Une autre étude, plus récente et menée sur une population comparable à celle de la France, s’est attelée à analyser l’effet d’un extrait d’ail fermenté, à raison de 2,4 g par jour pendant un an. Le critère principal était l’évolution des plaques d’athérome dans les artères partant du cœur (les coronaires) – en épaississant, elles entraînent l’obstruction de ces dernières, ou en se rompant, causent un infarctus du myocarde. Le taux de cholestérol figurait parmi plusieurs critères secondaires. À l’issue du traitement, dans le groupe ayant pris le complément alimentaire, les lésions athéromateuses avaient moins progressé que dans celui qui n’avait eu droit qu’au placebo. Mais le cholestérol n’avait pas bougé. Le bénéfice sur les plaques n’est-il toutefois pas suffisant pour indiquer l’ail noir en prévention d’accidents cardiovasculaires ? En réalité, tout comme l’observation du cholestérol, celle des plaques n’est qu’un indicateur biologique, qui ne prédit pas grand-chose. Le seul résultat qu’il importerait d’apporter pour prouver l’efficacité de l’ail noir fermenté serait une baisse du nombre d’accidents cardiovasculaires ou de la mortalité. Ce qui n’est pas le cas ici.
Stérols végétaux
Trop faiblement dosés
Arterin cholestérol, Ergystérol
C’est établi de longue date, les stérols végétaux font baisser le taux de cholestérol dans le sang en bloquant celui apporté par l’alimentation. L’Europe l’a reconnu et autorise les fabricants à arborer une allégation sur l’emballage des compléments (et des aliments enrichis). Mais ça s’arrête là. Le doute demeure sur la diminution des accidents cardiovasculaires, qui reste l’objectif… De plus, l’efficacité est constatée à partir d’une dose que sont loin d’atteindre les deux produits que nous avons trouvés dans les parapharmacies. L’un contient 120 mg de stérols par comprimé, le second, un peu moins de 150 mg. Or il en faut entre 1,5 et 3 g par jour, au total, pour espérer un résultat. Même en tenant compte des stérols que nous ingérons par ailleurs naturellement via notre alimentation, l’apport complémentaire doit être de 1 à 2 g par jour. À moins de s’en faire une petite collation de 10 comprimés, le compte n’y est pas. Attention, sur les personnes traitées par ézétimibe, le mécanisme d’action est le même qu’ici. Il y a un risque de doublon. Les stérols sont aussi soupçonnés d’amplifier l’effet des statines : si vous êtes sous traitement, mieux vaut avertir votre médecin de votre intention de vous complémenter, et prendre son avis en compte.
Oméga 3
Une supplémentation inutile
On les trouve sous forme de médicament (Omacor), de compléments alimentaires ou d’aliments enrichis. Même si l’Europe a autorisé les fabricants de compléments alimentaires à affirmer que les oméga 3 contribuent au « fonctionnement normal du cœur », les preuves formelles manquent… Une méta-analyse a démenti un effet sur la santé cardiovasculaire. Mais une autre étude, centrée sur des personnes à haut risque, a montré un petit effet d’une supplémentation quotidienne à dose élevée. En France, les autorités sanitaires ont tranché en déremboursant le seul médicament sur le marché, ses prétentions à prévenir la rechute dans l’infarctus n’étant pas assez étayées. Aux dernières nouvelles, il a même des effets indésirables sur le cœur ! Une alimentation équilibrée, avec des huiles variées (colza, lin, noix) et des poissons gras (truite, sardine…) une à deux fois par semaine, suffit à assurer nos besoins en oméga 3.

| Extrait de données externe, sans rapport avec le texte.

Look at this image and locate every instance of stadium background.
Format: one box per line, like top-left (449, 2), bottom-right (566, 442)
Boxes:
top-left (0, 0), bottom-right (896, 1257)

Médicaments – Il ne reste pas grand-chose à sauver
Les statines
Leur action reste limitée
Pravastatine, simvastatine, fluvastatine, rosuvastatine et atorvastatine
Depuis la sortie, en 2013, du livre du Pr Philippe Even, La vérité sur le cholestérol, et la diffusion sur Arte, en 2016, du documentaire Cholestérol, le grand bluff, la méfiance vis-à-vis des statines a grandi dans l’opinion. Sans empêcher la progression des prescriptions… Soyons clairs : que cette classe de médicaments fasse baisser le taux de cholestérol dans le sang, c’est indéniable. Les statines fonctionnent plutôt bien. Faut-il pour autant les prescrire à tout individu s’écartant des standards ? Certainement pas. L’efficacité des statines sur le cholestérol n’a d’intérêt que si elle se traduit par une baisse des accidents cardiovasculaires, en particulier les infarctus du myocarde, et par un recul de la mortalité. Sur cette base, les études révélaient jusqu’alors deux situations.
- La première était celle des personnes ayant déjà eu un AVC ou une alerte coronarienne, y compris un infarctus. Pour éviter une récidive ou la survenue d’un autre accident cardiovasculaire, c’est-à-dire en prévention secondaire, une statine pouvait aider, même modestement.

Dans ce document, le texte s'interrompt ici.